31. al-Samî‘, Colui che ode, l’Onniudente, che ascolta le suppliche dei Suoi servi quando Lo invocano e pregano per le loro necessità, di modo che necessariamente risponde loro in virtù del Suo nome l’Udente, posto che Lui stesso – sia Esaltato – nel riferirsi all’ascoltare, alluse all’obbligo di rispondere, sanzionando chi, in realtà non ascolta, con queste parole: “Non siate come coloro che dicono: “Abbiamo ascoltato” e non ascoltano” (Cor., 8:21). È [noto] che, nel contesto a cui si riferiscono queste parole, anche se abbiano udito la chiamata di Dio (da‘wat al-Haqq) con le loro orecchie, nonostante tutto, non risponderanno alla convocazione.[17] Così è come il Vero, [sotto il profilo di] Colui-che-vuole, tratta i Suoi servi reciprocamente.[18]
32. al-Basîr, l’Onnivedente, il Colui che vede, è colui che vede tutto quello che concerne i Suoi servi, conformemente a ciò che manifestò quando disse a Mosé e ad Aronne: “Io sto con voi, ascoltando e vedendo” (Cor., 20:46), e prima disse loro: “Non temete!” [121a], dato che la Sua vista (basar) conferisce la salvaguardia (amân) al servo quando lo vede, posto che è questo il significato di al-Basîr, e non solo il fatto che lo contempla e non lo vede più: sia che lo assista o che scompaia, tanto se si cura di lui come se in apparenza [pare] che lo dimentichi e lo abbandoni, Lui sta vedendo il servo nella sua realtà essenziale (haqîqa).
33. al-Hakam, il Giudice, l’Arbitro, per le sentenze con cui dispone e distingue tra i servi nel Giorno della Resurrezione (yawm al-qiyâma), e per quante disposizioni prescritte nella rivelazione (ahkâm mašrû‘a) e per quante confidenze istituite come legge ha rivelato al mondo; tutto ciò è parte del nome al-Hakam.

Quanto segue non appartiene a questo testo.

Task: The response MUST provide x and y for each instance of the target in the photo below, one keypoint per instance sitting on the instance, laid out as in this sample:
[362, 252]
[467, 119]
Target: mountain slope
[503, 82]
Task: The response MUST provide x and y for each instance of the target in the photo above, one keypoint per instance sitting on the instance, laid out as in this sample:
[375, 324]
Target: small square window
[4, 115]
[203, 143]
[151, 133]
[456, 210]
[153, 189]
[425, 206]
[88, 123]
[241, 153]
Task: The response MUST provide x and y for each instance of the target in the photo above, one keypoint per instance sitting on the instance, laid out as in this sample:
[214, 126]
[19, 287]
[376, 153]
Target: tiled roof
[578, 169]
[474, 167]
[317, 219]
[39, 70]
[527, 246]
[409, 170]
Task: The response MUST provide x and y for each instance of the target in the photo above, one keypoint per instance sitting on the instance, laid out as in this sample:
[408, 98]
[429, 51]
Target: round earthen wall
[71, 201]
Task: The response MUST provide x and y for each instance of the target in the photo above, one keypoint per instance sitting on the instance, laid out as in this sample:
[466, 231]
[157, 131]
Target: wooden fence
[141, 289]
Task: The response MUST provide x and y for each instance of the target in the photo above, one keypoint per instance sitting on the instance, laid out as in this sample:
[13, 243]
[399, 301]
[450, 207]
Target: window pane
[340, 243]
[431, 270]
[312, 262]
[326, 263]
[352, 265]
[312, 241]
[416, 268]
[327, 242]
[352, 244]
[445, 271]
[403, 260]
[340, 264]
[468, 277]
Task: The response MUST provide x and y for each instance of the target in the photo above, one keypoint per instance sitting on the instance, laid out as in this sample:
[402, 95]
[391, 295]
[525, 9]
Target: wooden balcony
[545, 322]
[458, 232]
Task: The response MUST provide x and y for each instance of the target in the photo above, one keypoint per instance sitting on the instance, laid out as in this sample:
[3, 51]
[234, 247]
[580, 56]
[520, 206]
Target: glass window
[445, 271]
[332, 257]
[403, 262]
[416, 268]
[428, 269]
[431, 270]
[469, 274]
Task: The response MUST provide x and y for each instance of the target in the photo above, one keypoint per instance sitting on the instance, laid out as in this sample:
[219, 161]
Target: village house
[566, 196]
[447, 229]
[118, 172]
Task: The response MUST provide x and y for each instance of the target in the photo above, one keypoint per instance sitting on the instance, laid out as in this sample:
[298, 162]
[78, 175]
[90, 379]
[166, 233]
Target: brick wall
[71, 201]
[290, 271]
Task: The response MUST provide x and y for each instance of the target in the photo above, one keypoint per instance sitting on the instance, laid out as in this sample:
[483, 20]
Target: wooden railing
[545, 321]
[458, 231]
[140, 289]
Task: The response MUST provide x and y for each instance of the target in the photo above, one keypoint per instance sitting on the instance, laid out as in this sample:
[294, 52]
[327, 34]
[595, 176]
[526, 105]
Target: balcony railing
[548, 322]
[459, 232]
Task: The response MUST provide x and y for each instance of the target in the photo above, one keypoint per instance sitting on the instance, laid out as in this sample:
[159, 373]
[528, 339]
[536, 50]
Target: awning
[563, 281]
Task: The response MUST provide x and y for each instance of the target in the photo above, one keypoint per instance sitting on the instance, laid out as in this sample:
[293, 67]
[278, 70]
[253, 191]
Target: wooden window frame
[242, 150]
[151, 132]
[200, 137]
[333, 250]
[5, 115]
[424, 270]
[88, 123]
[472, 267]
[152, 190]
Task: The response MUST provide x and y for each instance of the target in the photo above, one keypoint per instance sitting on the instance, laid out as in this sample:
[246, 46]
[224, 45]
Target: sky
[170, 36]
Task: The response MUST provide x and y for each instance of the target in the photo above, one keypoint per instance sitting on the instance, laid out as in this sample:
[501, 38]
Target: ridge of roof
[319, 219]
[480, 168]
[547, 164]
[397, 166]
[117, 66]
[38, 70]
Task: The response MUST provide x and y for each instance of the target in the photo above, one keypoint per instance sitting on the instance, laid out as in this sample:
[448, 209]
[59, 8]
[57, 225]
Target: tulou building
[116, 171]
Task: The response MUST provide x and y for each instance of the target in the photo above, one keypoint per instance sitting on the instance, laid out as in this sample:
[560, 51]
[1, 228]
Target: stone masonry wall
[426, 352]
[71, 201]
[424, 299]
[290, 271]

34. al-‘Adl, il Giusto, l’Equo, perché decide conformemente alla giusta verità (haqq) e per aver stabilito la religione monoteista primordiale (al-milla al-hanîfiyya).[19] [Ciò,] conformemente alla Sua parola: “disse [l’Inviato]: “il mio Signore, decide secondo la giusta verità (haqq)”” (Cor., 21:112), con la quale si schiera [lett: “prende partito per”] con Lui[20] dato che, dall’altro lato, ha stabilito una disposizione con relazione al desiderio passionale (hawà), in virtù della quale chiunque si lasci prendere da questo - [il desiderio passionale] – si svia dal Sentiero di Allâh.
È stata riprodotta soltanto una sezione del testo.